Do legal tech companies want to deal with that risk? Agrello has put in place fairly strict KYC (Know Your Customer) demands on their coin buyers to prove their identity. But, even these are not hard to get around if you have a bona fide third party acting as a buyer. In short, easy money often carries hidden risks that need to be managed.
Overall, ICOs are very exciting and could empower start-ups to get going without the painful process of continually proving their commercial value to investors. That said, proving one’s commercial value to investors is precisely what allows a healthy company to stay ‘real’ and grounded. I.e. if you don’t have sufficient revenue flow or any ability to guarantee future returns there may be a good reason for not investing, such as the business model is not actually viable.
Time will tell. That said, there are plenty of very large tech companies out there that effectively run at a loss with the promise of future riches for investors. So, an ICO for a very small company that does not have sufficient revenue to justify VC funding is not that strange in comparison.
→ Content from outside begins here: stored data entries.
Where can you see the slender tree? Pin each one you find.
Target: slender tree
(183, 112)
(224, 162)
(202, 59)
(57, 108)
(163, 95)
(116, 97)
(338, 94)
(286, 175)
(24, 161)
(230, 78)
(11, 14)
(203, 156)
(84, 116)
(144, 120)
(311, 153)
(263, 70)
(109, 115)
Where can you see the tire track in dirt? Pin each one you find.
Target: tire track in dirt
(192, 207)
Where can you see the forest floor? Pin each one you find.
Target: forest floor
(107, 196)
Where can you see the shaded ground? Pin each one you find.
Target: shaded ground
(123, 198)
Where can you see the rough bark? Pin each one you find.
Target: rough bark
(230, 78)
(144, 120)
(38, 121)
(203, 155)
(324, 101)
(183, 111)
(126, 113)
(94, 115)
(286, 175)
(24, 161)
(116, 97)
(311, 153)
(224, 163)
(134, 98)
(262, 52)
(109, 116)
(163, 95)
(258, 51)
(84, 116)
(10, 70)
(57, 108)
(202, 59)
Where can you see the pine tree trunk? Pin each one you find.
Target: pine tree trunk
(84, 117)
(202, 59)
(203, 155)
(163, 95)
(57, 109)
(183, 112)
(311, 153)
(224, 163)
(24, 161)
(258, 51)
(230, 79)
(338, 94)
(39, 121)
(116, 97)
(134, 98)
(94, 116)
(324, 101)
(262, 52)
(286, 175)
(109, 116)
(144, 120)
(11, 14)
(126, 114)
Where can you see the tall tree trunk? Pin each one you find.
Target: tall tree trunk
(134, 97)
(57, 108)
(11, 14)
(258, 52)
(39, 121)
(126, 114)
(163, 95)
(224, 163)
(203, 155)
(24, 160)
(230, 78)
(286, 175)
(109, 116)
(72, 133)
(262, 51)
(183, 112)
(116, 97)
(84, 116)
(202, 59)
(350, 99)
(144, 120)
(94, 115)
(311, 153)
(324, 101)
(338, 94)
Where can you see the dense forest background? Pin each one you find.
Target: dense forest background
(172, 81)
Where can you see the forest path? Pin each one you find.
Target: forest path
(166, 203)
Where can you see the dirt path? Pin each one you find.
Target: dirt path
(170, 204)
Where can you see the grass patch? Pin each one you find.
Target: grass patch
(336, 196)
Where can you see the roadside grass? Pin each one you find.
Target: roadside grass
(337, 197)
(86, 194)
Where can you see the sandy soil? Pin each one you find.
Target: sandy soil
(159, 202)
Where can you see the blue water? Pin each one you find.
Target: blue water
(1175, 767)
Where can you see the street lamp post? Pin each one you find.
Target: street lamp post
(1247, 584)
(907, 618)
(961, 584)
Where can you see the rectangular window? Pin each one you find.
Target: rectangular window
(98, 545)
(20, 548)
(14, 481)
The question now is will anyone want to buy those ‘LawCoins’ beyond a small number of firms? Can it become a sustainable currency in the wider legal world? The US$800 billion legal market is certainly large enough to sustain its own digital currency…or maybe two or three different legal currencies.….but will it be LawBot or someone else that succeeds here?
Whatever happens next, the world of legaltech is evolving rapidly before everyone’s eyes. Legal AI is going to be a big part of this future for sure, so too legal bots, how far legal tech currencies will be part of this future we cannot yet know. But, it looks like we will soon.